TEMPO.CO, Paris - Militer dari pasukan negara-negara Afrika Barat segera dikerahkan menuju Mali dalam pekan ini.
Keterangan tersebut disampaikan Perdana Menteri Prancis Jean-Marc Ayrault kepada media di Paris, Selasa, 15 Januari 2013. Menurut dia, pengerahan ini dimaksudkan agar pasukan Prancis tidak terlalu lama berada di Mali.
Baca Juga:
"Pasukan Prancis saat ini berada di barisan depan, tetapi hanya dalam sepekan. Selanjutnya, tentara Afrika yang akan dikerahkan ke kawasan konflik," kata Ayrault.
Pernyataan Ayrault itu sejalan dengan apa yang disampaikan Presiden Francois Hollande. Prancis akan mengakhiri intervensinya di Mali ketika situasi negeri di Afrika Barat itu stabil.
"Kami memiliki satu tujuan. Yakinlah bahwa ketika kami tinggalkan, saat itu pula intervensi kami berakhir, Mali selamat, otoritas memiliki legitimasi, ada proses pemilihan umum, dan tidak ada lagi teroris mengancam kawasan tersebut," kata Hollande di Abu Dhabi.
Apa yang disampaikan Hollande itu terkait dengan gerakan kelompok bersenjata yang memiliki afiliasi dengan al-Qaeda dan telah menguasai daerah utara Mali. Bahkan, mereka sekarang bersiap menuju selatan untuk merebut negara tersebut.
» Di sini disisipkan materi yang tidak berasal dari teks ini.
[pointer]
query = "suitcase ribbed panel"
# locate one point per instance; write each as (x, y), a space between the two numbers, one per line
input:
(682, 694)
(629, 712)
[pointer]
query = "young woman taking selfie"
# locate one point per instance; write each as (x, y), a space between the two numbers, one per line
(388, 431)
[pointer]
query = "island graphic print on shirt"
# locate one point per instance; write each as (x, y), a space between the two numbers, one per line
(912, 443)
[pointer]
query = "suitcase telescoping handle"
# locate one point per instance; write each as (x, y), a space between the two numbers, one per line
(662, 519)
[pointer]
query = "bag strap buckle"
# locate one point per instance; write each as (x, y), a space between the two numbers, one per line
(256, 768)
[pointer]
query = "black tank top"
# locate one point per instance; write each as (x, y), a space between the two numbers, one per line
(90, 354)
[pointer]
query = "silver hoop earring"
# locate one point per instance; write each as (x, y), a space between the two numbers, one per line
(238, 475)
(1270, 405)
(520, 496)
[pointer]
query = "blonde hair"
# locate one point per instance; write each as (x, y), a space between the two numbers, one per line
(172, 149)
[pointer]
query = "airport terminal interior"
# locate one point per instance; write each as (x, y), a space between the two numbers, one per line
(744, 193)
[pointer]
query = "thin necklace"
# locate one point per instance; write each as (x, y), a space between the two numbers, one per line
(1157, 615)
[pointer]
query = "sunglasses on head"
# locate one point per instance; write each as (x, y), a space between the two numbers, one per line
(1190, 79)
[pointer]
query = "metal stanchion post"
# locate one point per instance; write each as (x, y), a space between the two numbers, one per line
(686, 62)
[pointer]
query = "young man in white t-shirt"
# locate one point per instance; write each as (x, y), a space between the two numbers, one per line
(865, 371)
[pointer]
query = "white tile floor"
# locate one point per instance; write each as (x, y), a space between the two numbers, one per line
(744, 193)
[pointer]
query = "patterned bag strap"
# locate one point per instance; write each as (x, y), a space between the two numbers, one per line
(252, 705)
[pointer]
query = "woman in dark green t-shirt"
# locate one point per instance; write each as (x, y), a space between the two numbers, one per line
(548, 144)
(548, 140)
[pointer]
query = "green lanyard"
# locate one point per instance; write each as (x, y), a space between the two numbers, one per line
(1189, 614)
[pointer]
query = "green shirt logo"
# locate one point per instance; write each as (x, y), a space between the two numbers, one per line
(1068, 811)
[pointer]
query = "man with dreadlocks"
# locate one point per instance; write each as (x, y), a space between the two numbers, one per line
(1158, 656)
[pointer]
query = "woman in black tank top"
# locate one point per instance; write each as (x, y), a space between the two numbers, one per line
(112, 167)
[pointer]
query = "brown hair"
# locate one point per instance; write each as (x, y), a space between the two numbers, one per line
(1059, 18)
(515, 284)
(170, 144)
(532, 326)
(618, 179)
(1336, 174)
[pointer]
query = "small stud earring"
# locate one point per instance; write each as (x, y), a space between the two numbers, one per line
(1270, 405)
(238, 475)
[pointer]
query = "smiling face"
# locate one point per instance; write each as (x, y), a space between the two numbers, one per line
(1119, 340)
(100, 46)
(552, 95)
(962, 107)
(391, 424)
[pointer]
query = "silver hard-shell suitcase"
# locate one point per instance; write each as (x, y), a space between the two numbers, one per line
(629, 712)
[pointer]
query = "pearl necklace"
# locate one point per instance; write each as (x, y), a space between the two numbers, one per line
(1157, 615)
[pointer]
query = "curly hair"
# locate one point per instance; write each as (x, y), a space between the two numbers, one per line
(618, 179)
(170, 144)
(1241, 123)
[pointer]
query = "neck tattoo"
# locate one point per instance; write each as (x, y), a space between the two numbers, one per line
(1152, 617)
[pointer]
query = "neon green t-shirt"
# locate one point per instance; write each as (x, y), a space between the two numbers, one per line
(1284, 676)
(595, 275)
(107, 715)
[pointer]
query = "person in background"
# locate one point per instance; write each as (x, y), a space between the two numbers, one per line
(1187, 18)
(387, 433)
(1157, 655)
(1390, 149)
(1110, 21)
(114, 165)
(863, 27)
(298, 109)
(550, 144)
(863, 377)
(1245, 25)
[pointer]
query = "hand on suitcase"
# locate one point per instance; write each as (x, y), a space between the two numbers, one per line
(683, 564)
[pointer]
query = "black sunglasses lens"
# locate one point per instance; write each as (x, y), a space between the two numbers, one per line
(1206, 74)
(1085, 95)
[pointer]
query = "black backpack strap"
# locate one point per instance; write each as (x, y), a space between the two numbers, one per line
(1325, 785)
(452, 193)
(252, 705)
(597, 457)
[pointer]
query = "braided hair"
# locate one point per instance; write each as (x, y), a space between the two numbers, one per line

Prancis mengerahkan 750 serdadunya ke negara bekas jajahannya ini. Menurut sumber keamanan di Mali, Prancis bakal meningkatkan armada pasukannya hingga mencapai 2.500 tentara.
Menanggapi aksi militer Prancis di Mali, Menteri Pertahanan Amerika Serikat Leon Panetta mengatakan, garda terdepan dalam pengamanan Mali masih dipegang oleh Prancis. "Amerika Serikat tak perlu mengerahkan pasukannya ke Mali," ujar Panetta, Selasa. "Tidak ada pertimbangan menempatkan tentara di sana saat ini," katanya dalam acara jumpa pers di Lisbon.